Zem : une belle rebelle

 

zem
Photo credit Fred Baele: https://fredasketch.blogspot.com/p/blog-page_2.html

Zem : une belle rebelle

Lomé et Cotonou ont une triste langue commune depuis quelques années : le « Zem » ou le « Zemidjan ». Je devine déjà la question de beaucoup de lecteurs en cet instant précis : « C’est quoi zem ? » « C’est qui zem ? », etc.  Chers lecteurs, « Zem » est un moyen  de transport au Togo et au Bénin, à l’image d’Uber en France. Il s’agit d’un conducteur de moto au nom de « zemidjan-man ». Ce dernier reçoit de l’argent pour transporter n’importe qui, n’ importe où, n’importe quand et n’importe comment. Oui ! Ces derniers termes sont inquiétants, je sais. Depuis un moment, le nombre des travailleurs dans ce secteur augmente de manière exponentielle. La question qui mérite d’être posée dans ce billet est : qu’est-ce qui explique la prolifération de ce phénomène ?

  1. Mon aventure avec un « zem »

Il est six heures du matin. Comme chaque lundi, je vais faire mes courses. Mais c’est un matin pas comme les autres. Aujourd’hui, je sors sans mon engin. Je décide donc de prendre un « zem ». J’appelle un conducteur, on se met d’accord sur le prix et l’aventure commence. Je suis étonné par l’enthousiasme de ce conducteur qui se présente et engage la conversation avec moi. Ma première question est spontanée : « Vous avez l’air très content ce matin Monsieur, aimez-vous votre travail à ce point ? » Cette question nous plonge dans un labyrinthe indissociable. Comme un moine qui annonce le début d’une méditation, le silence s’impose. Après quelques minutes de silence, M. Kokou, comme revenu d’un ailleurs lointain, me répond enfin à cœur ouvert : « Je conduis cette moto pour survivre, ce travail pour moi est passager. »

Je me rends compte illico que je viens de gâcher la bonne humeur de ce Monsieur qui, au début du trajet, était immergé dans une folle joie. Cette fois, j’en veux à ma curiosité, à mon étonnement, à mon indiscrétion.

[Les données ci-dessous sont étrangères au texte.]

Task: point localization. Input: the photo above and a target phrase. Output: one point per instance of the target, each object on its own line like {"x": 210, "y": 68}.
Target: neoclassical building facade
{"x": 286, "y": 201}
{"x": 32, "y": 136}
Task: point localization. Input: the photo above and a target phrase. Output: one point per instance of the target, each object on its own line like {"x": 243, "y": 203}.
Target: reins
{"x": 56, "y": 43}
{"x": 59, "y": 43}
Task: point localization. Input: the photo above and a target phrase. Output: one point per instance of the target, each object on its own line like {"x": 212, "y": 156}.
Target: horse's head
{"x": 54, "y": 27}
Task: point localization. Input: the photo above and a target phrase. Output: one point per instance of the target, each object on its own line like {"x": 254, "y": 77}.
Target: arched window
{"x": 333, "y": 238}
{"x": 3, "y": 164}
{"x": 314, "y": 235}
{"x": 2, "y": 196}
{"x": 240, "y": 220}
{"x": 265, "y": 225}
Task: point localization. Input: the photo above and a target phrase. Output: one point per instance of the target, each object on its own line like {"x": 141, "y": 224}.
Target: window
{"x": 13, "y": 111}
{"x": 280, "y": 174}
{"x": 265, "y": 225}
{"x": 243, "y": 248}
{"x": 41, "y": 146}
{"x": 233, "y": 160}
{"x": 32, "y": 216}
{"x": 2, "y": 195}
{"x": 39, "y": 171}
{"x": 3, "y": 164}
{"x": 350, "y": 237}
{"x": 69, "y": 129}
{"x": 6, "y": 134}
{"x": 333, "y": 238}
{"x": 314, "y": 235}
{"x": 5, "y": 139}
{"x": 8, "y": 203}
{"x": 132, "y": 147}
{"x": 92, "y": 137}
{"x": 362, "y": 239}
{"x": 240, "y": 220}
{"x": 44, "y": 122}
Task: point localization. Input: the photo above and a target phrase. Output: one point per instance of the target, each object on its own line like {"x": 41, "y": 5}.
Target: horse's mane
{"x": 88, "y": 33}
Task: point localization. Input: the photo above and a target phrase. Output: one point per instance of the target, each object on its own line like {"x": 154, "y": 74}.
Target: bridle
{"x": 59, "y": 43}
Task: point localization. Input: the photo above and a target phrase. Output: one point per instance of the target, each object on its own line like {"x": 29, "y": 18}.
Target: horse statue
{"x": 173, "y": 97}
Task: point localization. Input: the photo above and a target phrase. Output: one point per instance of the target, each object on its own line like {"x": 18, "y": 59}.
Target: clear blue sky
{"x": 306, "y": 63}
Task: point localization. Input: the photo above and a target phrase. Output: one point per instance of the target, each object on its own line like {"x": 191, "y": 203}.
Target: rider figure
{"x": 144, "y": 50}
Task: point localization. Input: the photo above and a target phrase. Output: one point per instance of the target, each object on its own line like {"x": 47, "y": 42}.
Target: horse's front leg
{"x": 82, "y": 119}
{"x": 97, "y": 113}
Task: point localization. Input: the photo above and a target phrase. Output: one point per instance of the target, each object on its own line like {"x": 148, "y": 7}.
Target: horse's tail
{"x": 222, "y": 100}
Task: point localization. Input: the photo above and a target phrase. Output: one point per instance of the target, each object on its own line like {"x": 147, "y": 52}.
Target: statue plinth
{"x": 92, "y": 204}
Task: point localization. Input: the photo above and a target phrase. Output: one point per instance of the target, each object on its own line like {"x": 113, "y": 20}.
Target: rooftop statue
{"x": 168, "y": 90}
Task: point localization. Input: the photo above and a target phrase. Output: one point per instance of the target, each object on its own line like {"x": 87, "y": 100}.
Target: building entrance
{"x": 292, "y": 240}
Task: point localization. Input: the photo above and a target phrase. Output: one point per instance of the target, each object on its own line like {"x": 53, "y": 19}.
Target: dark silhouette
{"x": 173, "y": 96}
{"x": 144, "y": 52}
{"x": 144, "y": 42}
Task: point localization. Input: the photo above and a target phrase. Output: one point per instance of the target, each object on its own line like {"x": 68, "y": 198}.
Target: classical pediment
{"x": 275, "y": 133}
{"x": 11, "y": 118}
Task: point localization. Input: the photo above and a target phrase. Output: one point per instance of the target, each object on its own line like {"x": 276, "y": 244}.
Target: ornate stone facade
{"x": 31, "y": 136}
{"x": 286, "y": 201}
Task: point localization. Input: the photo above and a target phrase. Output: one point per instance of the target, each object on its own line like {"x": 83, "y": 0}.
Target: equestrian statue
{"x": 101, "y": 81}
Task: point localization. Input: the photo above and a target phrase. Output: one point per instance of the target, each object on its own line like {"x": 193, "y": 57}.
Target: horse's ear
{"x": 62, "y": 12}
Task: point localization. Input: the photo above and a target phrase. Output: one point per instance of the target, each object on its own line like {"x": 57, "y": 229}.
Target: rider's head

Mais très vite, il me rassure par ces mots : « je médite sur cette question depuis toujours […] et pour ne pas devenir fou, j’essaie de penser à autre chose. » Je pousse un ouf de soulagement je regarde droit dans ses yeux alors qu’il continue : « mon travail, c’est comme une maîtresse que tu veux entretenir pour un temps et après, tu t’emballes complètement. » Le Monsieur m’explique qu’il voulait tout simplement arrondir une fin du mois d’avril 2013… et  voilà où nous en sommes.  Trois ans dans un métier qu’il déteste de tout son cœur : quelle torture ! Le cas de M. Kokou est-il un cas isolé ? Probablement pas.

  1. La situation globale

Dire qu’on va présenter la situation globale des « Zem » de tout un pays serait prétentieux. Cependant, dans la plupart des cas, les hommes et jeunes garçons qui font ce métier, le font car ils n’ont pas d’autres alternatives. Ce secteur regorge d’apprentis, de diplômés et même de fonctionnaires. En effet, les jeunes ruraux ne trouvant pas de travail dans la capitale, ils se procurent une moto soit par un système classique « work and pay », soit avec leur propre moto, soit en l’empruntant pour un travail journalier. Le système « work and pay » est un système au bout duquel le conducteur devient propriétaire de la moto après avoir versé une certaine somme fixée au début du contrat avec le responsable de l’achat de la moto. Oui ! Il y a un contrat en bonne et due forme mais quelles sont les conditions de ce travail presque suranné ?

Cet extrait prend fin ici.